"They doubted if girls can do geosciences, and I did!"
Arisa was born and raised in Bangkok, Thailand to a family of engineers. Her brother and she shared a passion for the natural world. They were really curious about all the animals and plants! Family trips to the beach were Arisa's personal favorite since she has always been fascinated by the ocean.
This passion expanded to geology. After she graduated high school, she received a scholarship from a Thai petroleum company to study geosciences in the United States.
At the University of Texas at Austin, she has been conducting research on coastal geomorphology, looking at how Hurricane Harvey shaped the beach on the Texas Gulf Coast. After graduation, she will be entering the petroleum industry in Thailand as a geoscientist where she gets to put her skills into practice!
Eager to combine her curiosity about the ocean and her geosciences training, Arisa plans to pursue marine geomorphology/sedimentology in graduate school in the future.

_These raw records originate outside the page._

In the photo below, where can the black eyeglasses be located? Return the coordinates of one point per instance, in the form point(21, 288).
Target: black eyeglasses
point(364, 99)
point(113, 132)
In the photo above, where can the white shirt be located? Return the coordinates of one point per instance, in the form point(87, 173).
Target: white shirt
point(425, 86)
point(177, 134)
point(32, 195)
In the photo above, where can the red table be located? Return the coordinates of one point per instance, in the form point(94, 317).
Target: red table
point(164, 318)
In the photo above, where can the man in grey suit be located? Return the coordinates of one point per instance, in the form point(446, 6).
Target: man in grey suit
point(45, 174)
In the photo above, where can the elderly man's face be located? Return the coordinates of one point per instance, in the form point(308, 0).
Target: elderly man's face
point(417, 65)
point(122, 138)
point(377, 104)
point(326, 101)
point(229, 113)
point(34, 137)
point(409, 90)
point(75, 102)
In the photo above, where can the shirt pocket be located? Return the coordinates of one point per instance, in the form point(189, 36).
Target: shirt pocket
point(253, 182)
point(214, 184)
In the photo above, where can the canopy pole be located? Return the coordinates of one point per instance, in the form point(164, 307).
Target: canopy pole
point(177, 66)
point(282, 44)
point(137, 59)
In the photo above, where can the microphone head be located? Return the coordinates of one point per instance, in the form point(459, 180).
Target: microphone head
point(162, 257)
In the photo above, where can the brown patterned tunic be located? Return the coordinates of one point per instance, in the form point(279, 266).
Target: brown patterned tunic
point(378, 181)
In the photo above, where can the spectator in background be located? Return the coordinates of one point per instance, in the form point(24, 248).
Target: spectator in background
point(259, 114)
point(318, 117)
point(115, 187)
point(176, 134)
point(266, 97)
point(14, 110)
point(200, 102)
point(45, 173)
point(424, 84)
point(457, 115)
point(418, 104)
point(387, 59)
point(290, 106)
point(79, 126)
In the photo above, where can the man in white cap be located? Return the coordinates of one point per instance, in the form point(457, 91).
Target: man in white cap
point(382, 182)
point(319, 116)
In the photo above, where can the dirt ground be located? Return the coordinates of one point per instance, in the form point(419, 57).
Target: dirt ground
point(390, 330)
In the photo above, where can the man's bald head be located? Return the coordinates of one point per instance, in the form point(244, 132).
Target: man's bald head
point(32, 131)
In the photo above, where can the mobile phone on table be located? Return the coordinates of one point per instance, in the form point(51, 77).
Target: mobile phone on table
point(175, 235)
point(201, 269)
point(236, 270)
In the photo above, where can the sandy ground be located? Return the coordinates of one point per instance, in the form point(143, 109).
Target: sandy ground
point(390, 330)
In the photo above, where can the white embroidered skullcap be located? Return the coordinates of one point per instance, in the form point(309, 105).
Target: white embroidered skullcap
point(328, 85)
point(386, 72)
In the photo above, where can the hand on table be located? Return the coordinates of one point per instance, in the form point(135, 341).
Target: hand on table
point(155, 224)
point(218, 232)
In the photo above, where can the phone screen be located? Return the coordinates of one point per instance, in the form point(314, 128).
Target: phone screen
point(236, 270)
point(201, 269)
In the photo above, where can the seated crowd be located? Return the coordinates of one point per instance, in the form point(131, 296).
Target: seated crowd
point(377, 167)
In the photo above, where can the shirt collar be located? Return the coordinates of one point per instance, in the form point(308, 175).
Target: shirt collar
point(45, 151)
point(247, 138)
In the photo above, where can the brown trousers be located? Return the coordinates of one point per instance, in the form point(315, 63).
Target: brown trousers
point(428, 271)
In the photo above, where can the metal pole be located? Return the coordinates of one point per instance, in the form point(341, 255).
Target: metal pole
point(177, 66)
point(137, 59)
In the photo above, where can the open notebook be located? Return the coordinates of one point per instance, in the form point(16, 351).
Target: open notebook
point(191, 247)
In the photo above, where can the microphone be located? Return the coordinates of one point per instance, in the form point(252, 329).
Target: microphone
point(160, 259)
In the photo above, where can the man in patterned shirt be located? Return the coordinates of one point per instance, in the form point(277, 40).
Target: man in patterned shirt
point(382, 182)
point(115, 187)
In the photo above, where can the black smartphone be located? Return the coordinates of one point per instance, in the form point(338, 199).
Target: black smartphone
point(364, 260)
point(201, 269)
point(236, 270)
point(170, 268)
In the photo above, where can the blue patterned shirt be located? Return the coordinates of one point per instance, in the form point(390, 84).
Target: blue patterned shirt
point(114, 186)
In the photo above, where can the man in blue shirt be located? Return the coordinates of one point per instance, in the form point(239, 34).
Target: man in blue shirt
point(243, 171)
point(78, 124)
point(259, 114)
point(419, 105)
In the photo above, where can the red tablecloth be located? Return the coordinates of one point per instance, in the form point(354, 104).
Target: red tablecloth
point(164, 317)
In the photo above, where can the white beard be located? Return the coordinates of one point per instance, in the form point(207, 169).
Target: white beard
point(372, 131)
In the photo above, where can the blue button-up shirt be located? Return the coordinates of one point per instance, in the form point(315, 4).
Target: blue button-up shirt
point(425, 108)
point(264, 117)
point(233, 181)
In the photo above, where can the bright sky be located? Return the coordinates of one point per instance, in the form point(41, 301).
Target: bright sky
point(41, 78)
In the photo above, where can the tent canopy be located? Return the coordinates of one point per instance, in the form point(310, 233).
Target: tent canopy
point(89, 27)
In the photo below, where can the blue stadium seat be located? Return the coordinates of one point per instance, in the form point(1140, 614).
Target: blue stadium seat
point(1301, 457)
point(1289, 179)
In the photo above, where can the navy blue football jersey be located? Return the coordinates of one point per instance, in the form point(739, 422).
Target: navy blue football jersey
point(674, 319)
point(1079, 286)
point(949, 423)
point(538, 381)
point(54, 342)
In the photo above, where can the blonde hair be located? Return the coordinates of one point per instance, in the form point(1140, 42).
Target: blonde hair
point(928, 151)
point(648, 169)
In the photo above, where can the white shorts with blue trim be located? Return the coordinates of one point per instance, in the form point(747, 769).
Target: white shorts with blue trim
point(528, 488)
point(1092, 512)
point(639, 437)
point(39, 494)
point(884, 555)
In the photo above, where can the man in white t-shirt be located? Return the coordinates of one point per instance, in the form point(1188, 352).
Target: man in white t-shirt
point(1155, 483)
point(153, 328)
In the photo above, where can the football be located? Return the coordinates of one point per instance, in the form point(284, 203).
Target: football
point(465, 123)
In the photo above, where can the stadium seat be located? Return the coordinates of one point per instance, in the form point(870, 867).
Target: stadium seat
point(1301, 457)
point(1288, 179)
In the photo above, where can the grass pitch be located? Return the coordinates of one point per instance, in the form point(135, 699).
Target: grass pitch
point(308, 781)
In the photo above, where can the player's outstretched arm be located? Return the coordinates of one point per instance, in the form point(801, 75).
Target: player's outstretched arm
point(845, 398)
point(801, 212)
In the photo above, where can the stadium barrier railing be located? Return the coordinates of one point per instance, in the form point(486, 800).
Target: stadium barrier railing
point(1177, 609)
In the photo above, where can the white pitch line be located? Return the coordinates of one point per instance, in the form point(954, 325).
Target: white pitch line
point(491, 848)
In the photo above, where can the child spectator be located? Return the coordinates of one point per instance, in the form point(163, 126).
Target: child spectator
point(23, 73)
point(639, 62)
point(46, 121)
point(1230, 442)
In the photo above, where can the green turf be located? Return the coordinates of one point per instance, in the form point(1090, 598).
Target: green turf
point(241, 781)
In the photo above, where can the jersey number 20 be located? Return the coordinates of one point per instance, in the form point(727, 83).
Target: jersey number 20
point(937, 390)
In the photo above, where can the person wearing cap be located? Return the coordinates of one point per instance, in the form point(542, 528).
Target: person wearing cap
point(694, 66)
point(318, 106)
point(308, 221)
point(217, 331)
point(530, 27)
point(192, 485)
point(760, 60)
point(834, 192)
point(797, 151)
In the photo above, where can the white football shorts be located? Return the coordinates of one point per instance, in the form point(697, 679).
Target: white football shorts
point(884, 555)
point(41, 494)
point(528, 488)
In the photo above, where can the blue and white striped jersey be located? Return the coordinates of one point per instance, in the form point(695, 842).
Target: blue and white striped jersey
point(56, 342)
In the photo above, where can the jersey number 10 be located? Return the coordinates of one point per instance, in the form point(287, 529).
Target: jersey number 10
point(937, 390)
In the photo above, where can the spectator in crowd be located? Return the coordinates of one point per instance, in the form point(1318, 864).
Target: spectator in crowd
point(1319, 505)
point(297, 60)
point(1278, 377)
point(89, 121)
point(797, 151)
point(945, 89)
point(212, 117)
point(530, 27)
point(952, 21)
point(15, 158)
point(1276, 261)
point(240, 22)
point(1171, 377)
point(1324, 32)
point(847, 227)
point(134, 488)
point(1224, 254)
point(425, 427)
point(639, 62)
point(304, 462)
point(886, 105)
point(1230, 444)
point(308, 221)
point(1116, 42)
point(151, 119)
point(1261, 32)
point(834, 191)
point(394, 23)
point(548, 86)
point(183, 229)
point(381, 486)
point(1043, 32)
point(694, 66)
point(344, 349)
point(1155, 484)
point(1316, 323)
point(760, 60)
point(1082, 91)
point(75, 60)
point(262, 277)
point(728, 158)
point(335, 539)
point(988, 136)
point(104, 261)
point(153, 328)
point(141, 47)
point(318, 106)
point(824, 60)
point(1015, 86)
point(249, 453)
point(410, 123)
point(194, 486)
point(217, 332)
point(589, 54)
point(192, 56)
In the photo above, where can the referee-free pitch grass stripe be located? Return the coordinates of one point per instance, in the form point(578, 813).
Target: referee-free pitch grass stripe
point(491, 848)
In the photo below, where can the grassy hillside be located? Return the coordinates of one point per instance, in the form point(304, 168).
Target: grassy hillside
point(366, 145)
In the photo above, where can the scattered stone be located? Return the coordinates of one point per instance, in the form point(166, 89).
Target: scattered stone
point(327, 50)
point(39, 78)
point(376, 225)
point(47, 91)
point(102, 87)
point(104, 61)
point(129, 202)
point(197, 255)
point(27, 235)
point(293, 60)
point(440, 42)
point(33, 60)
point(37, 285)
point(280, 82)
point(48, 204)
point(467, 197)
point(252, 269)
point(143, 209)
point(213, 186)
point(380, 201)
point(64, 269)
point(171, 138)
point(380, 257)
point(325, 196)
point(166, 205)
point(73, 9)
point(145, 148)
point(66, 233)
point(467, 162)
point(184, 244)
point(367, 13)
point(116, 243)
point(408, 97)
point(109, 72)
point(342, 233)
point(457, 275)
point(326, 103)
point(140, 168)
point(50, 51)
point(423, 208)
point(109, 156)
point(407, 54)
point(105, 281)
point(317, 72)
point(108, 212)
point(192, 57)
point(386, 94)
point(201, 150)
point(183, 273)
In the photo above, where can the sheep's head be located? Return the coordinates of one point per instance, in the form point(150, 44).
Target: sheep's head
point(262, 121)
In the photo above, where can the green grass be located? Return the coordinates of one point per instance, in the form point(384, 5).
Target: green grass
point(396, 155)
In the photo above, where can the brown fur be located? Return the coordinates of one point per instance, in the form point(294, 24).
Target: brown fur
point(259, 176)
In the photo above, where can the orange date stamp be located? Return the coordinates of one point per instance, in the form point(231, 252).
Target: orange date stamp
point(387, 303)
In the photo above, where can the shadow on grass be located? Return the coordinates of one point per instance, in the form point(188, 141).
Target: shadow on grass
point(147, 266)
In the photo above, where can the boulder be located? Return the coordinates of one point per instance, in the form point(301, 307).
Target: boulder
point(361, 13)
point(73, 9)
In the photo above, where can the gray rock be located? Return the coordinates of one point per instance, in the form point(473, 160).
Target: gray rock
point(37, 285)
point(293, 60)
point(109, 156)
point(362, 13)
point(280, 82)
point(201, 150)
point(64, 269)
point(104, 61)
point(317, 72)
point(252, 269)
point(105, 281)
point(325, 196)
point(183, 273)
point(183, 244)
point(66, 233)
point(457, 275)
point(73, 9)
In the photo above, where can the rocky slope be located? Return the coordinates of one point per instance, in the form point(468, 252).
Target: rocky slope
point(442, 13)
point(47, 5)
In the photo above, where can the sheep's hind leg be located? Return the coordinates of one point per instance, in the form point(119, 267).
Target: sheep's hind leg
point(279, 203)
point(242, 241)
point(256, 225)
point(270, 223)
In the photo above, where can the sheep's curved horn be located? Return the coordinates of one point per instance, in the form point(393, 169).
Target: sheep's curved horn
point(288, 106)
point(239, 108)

Engineering and Medicine are popular career options in Thailand, and while the high school me enjoyed STEM, I knew I wanted something else. Chevron Geosciences Camp in Chiang Mai, Thailand, ignited my career interest in geology as I found I could be exploring the outdoors and doing multidisciplinary science at the same time! That said, there were pressures from society and family for me to pursue Medicine instead. They were not sure if girls can succeed in geosciences, and that made me indecisive for a while.
After a couple more geosciences camps, I decided to give geology a shot. I enrolled at the Jackson School of Geosciences where I have met colleagues and scientists that have helped me grow professionally and personally. I have presented my research project in Washington, D.C. and in Vienna, Austria, and won several awards including Austin Geological Society's Best Undergraduate Poster Award and Robert L. Folk/ Earle F. McBride Petrography Award.
The surprising thing is...
...how even challenging geological concepts that deal with spatiality and 3D visualization can be grasped with persistence. At Chevron Geosciences Camp, while my teammates took 10 minutes to understand how to use the compass for bearing, the concept did not come naturally to me. It took me a while during my undergraduate career to build up the skills.
Even when you don't succeed at something on the first try, it does not mean you should not pursue it. Do your research, talk to people, ponder upon it a bit, and take responsibility of your own choices!